Critical Zones exhibition organized by the Goethe-Institut Max Mueller Bhavan Pune in collaboration with the Zapurza Museum of Arts & Culture Pune invites visitors to engage with the critical situation of the Earth in a novel and diverse way and to explore new modes of coexistence between all forms of life. As a part of this initiative, multiple programs are taking place this weekend. All the programs are free of cost for the participants. Only the museum entry fee of the Zapurza Museum of Art and Culture is payable. All programs are happening at Zapurza.

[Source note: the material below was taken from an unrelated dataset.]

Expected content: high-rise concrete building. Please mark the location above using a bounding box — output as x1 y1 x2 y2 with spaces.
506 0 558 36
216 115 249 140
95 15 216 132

Inner Scapes, a body movement workshop by Somya Kautia and Gia. The workshop will help you explore ways of embodiment and inhabiting yourself through sensation, touch, gravity, and movement. A collective collaboration of humans and trees, language and poetry, movement and histories, this workshop offers a unique opportunity to explore these connections. All those who have curiosity for performance and movement can participate. Only 18 persons can be accommodated for this workshop.

December 10th –  4:30pm  

December 11th – 9:00am

Screening of films on environment and climate-related subjects including Coral Women, In Between, and Treasures of Grasslands

December 10th – 7:00 pm to 9:00 pm.

A talk and demo by Namita Waikar from the People’s Archive of Rural India

Namita will talk about the traditional songs that rural women sing in stone grind mills. The talk will have multimedia stories along with photographs, videos, and songs in this session. For about 25 years since 1987, two social scientists from Pune and their team collected over 110,000 grindmill songs that rural women sang as they worked every day at the stone mill. This huge jatyavarchiovi collection is being published on PARI along with the stories of women who sing them under the Grindmill Songs Project (GSP). The collection speaks of the diversity and depth of this form, through which the women sing of everyday life, patriarchy, caste, poet-saints, historical events, Babasaheb Ambedkar, and more.